LM – Então não tem a mesma relação com a tecnologia do que o “Unabomber” [assunto de Stemple Pass].
Eu concordo com muito daquilo que ele acredita, que a tecnologia pode causar neuroses e todo o tipo de problemas. Mas eu também uso tecnologia, eu posso fazer tudo aquilo que preciso no computador. Não preciso de um laboratório e isso é muito positivo. Mas por exemplo quando entro num avião não tenho de tirar nenhum gadget para fora e usá-lo. Posso ler uma revista ou dormir. Mas eu sei que pode ser viciante e que muito do que ele escreveu no seu manifesto é muito interessante. Contudo, o que me interessa mais no “Unabomber” é ele ser associal, o viver fora da sociedade. Preferia que ele escrevesse sobre isso, sobre como foi criar o seu próprio espaço, em vez de escrever sobre tecnologia. Mas depois a sua vida tornou-se tão confusa com toda a sua raiva e com a morte de três pessoas e a prisão perpétua.
LM – Sobre outra figura confusa. Como cineasta político como é que vê a eleição de Donald Trump e a América que aí vem? E qual o seu papel em tudo isto?
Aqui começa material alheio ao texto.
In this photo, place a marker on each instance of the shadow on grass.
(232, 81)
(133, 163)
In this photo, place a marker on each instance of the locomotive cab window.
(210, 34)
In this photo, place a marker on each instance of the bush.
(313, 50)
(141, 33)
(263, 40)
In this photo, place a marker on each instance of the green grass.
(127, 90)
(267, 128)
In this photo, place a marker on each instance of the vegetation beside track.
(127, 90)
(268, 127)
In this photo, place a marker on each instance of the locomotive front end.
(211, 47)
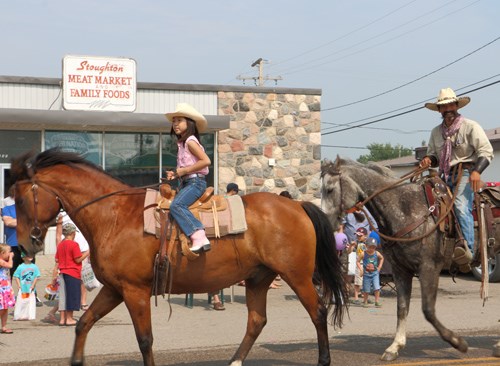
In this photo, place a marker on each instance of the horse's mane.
(23, 166)
(329, 167)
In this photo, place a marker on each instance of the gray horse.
(345, 183)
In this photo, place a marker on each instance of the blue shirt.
(10, 232)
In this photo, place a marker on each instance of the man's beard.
(359, 216)
(449, 117)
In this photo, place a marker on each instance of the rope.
(415, 172)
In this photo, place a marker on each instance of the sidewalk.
(203, 327)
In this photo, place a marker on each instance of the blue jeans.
(371, 280)
(191, 190)
(463, 207)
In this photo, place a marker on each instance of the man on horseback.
(459, 141)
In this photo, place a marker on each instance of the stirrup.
(462, 256)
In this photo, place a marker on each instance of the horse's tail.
(328, 273)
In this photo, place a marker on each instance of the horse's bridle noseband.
(36, 230)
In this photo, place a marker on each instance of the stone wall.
(266, 126)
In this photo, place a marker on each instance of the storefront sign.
(99, 83)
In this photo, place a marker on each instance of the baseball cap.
(361, 231)
(374, 235)
(341, 241)
(232, 187)
(69, 228)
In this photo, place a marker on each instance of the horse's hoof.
(389, 356)
(496, 350)
(462, 345)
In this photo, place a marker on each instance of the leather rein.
(36, 230)
(406, 230)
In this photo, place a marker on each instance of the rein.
(414, 173)
(36, 231)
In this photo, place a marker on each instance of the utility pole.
(260, 80)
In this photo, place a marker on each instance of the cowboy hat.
(447, 96)
(186, 110)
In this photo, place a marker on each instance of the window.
(133, 157)
(15, 143)
(169, 154)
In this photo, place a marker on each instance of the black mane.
(23, 166)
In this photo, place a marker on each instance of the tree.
(379, 152)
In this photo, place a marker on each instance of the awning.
(35, 119)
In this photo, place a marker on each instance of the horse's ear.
(336, 164)
(18, 166)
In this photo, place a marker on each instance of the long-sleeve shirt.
(468, 144)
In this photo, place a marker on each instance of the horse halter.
(36, 230)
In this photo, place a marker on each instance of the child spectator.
(7, 299)
(361, 234)
(69, 259)
(27, 275)
(369, 265)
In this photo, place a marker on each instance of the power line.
(379, 128)
(402, 113)
(415, 80)
(261, 79)
(368, 148)
(286, 71)
(415, 104)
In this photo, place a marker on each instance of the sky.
(371, 59)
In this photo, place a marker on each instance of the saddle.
(439, 199)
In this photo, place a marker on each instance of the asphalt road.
(202, 336)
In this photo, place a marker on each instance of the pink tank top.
(185, 158)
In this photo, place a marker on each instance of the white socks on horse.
(200, 240)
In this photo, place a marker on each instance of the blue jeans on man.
(191, 190)
(463, 207)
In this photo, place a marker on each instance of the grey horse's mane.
(329, 167)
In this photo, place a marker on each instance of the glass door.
(4, 188)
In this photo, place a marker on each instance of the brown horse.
(285, 237)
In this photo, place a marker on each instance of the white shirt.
(79, 238)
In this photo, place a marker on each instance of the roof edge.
(173, 86)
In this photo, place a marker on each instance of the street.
(202, 336)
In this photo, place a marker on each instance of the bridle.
(360, 206)
(36, 231)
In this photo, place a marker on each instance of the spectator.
(69, 259)
(232, 189)
(27, 275)
(10, 222)
(370, 264)
(63, 219)
(353, 221)
(286, 194)
(361, 234)
(7, 298)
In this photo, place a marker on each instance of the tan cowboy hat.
(447, 96)
(186, 110)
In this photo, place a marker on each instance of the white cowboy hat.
(186, 110)
(447, 96)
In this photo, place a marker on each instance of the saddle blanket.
(230, 221)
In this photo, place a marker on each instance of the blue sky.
(351, 49)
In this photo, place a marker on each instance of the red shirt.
(66, 253)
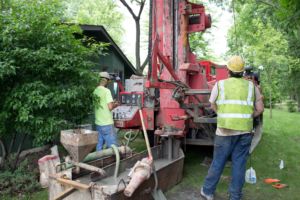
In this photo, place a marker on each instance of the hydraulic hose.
(117, 160)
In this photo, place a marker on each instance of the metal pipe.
(106, 152)
(115, 149)
(101, 154)
(88, 167)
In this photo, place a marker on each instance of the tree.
(137, 17)
(96, 12)
(284, 16)
(261, 44)
(45, 73)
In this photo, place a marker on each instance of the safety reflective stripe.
(235, 102)
(222, 100)
(250, 91)
(235, 115)
(222, 90)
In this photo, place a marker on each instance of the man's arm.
(259, 104)
(112, 105)
(213, 97)
(214, 107)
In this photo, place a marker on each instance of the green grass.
(281, 138)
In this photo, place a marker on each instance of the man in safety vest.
(104, 104)
(236, 101)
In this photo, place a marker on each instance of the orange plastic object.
(279, 185)
(271, 180)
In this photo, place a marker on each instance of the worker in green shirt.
(104, 104)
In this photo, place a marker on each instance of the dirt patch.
(190, 194)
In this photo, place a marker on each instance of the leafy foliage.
(22, 180)
(266, 33)
(97, 12)
(45, 73)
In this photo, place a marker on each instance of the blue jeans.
(238, 148)
(106, 134)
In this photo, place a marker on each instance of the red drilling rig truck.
(174, 95)
(170, 104)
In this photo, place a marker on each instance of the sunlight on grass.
(281, 138)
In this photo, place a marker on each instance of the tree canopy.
(45, 73)
(267, 34)
(96, 12)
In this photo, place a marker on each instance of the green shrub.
(22, 180)
(291, 106)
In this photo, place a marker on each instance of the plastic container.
(281, 164)
(250, 176)
(47, 166)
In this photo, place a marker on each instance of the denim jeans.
(106, 134)
(238, 148)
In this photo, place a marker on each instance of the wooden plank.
(65, 193)
(72, 183)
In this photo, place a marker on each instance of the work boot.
(206, 196)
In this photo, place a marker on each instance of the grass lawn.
(281, 139)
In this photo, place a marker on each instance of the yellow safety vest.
(235, 103)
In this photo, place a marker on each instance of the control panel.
(124, 112)
(131, 98)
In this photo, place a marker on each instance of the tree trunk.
(137, 46)
(298, 101)
(270, 103)
(19, 151)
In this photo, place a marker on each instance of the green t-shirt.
(102, 96)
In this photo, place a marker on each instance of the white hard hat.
(105, 75)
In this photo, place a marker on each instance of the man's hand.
(113, 105)
(116, 103)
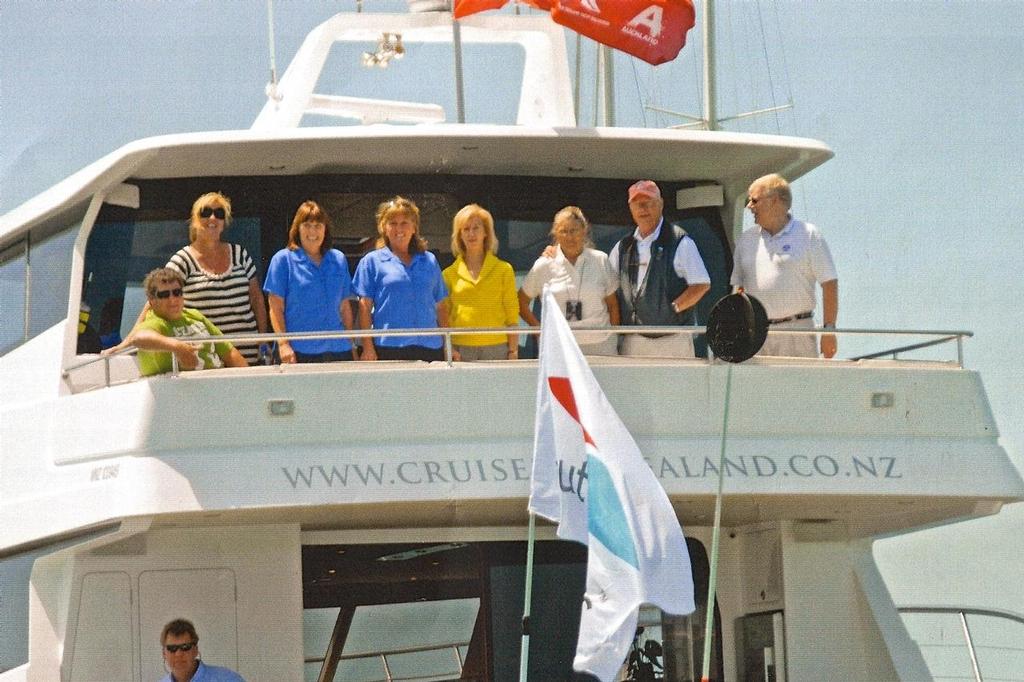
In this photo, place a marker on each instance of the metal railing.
(386, 667)
(939, 337)
(970, 643)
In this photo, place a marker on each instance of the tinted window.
(50, 261)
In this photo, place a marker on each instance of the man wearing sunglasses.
(179, 644)
(779, 261)
(168, 326)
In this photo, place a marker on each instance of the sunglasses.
(174, 648)
(217, 213)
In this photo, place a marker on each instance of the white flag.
(590, 477)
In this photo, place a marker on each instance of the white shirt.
(780, 270)
(686, 262)
(589, 282)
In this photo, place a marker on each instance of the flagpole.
(524, 646)
(716, 531)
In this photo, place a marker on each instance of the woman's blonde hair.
(572, 213)
(399, 206)
(462, 218)
(209, 200)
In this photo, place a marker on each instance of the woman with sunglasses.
(309, 287)
(399, 286)
(220, 278)
(582, 280)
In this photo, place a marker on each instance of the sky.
(921, 102)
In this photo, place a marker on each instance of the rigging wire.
(793, 112)
(640, 96)
(734, 68)
(771, 81)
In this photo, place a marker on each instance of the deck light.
(388, 47)
(281, 408)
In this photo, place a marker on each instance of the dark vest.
(653, 305)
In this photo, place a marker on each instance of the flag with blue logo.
(590, 477)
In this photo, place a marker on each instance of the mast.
(710, 76)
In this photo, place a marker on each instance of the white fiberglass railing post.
(970, 647)
(716, 533)
(527, 592)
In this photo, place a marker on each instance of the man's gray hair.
(776, 184)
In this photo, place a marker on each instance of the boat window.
(13, 271)
(120, 254)
(416, 79)
(454, 610)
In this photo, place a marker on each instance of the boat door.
(454, 610)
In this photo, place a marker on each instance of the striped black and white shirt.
(222, 298)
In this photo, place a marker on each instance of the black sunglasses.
(174, 648)
(217, 213)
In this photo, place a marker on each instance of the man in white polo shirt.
(778, 262)
(662, 276)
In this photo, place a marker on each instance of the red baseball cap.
(644, 188)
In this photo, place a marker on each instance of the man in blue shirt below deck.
(179, 645)
(778, 262)
(660, 276)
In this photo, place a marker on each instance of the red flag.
(651, 30)
(467, 7)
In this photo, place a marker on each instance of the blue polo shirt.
(404, 297)
(312, 296)
(210, 674)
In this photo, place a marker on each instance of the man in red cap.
(660, 276)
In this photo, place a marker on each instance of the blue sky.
(921, 101)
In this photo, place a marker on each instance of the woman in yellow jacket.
(481, 289)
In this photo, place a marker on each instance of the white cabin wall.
(264, 569)
(32, 371)
(832, 630)
(49, 596)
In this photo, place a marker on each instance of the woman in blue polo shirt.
(399, 286)
(308, 287)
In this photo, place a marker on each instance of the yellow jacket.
(488, 301)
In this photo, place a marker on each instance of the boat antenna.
(460, 98)
(271, 87)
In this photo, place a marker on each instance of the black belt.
(801, 315)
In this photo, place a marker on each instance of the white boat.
(368, 521)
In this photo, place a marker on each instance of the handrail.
(944, 336)
(398, 651)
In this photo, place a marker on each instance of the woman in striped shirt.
(220, 278)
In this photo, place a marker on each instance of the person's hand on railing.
(827, 345)
(286, 353)
(187, 355)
Isso é uma questão bastante complexa. Eu creio que era das poucas pessoas que desde cedo acreditava que ele podia de facto vencer as eleições. Comecei a pensar nisto em Setembro. E penso que foi sobretudo devido ao facto do Partido Democrata ter falhado em atingir as suas bases. Mas é surpreendente que possa ter tido semelhante apoio, uma vez que Trump é uma espécie de vigarista. E ele é bastante mau a iludir as pessoas, é tão óbvia a forma como opera… Nesta fase uma política do medo é uma coisa muito simples de se praticar nos Estados Unidos. Não creio que ele tenha uma capacidade de foco e atenção para se manter na função. Creio que não vai fazer grande coisa, vai apenas nomear uma data de gente horrível que fará todo o trabalho. Talvez ele se demita. Ou então talvez seja destituído [impeached], algo que ambos os partidos gostariam de fazer. Mas nesse caso talvez tivéssemos alguém pior ainda, pois o Mike Pence é pior do que o Trump. Mas por outro lado há uma grande reacção a esta eleição e penso que vai haver uma grande mudança progressista como resposta a isto daqui a uns anos. Pelo menos nos Estados Unidos. Mas estas pessoas não são certamente as que este ano foram pró-Hillary. Mas no meio disto tudo o meu trabalho é agitar os mais jovens e deixá-los fazer todo o trabalho. Eu fiz esse trabalho quando era jovem, agora é a vez deles. Eu agora quero é ficar sentadinho na minha varanda. Quando era jovem tinha um amigo que tinha um negócio de importação/exportação em Milwaukee. Ele era socialista e passou toda a vida a bater com a cabeça na parede. E mesmo quando tinha a minha idade lembro-me de pensar que não queria fazer aquilo quando chegasse à idade dele. Mas eu admirava-o profundamente porque ele lutou este tipo de lutas toda a sua vida. E também era um promotor musical que trouxe o Dylan e os Beatles a Milwaukee. Chamava-se Nick Topings.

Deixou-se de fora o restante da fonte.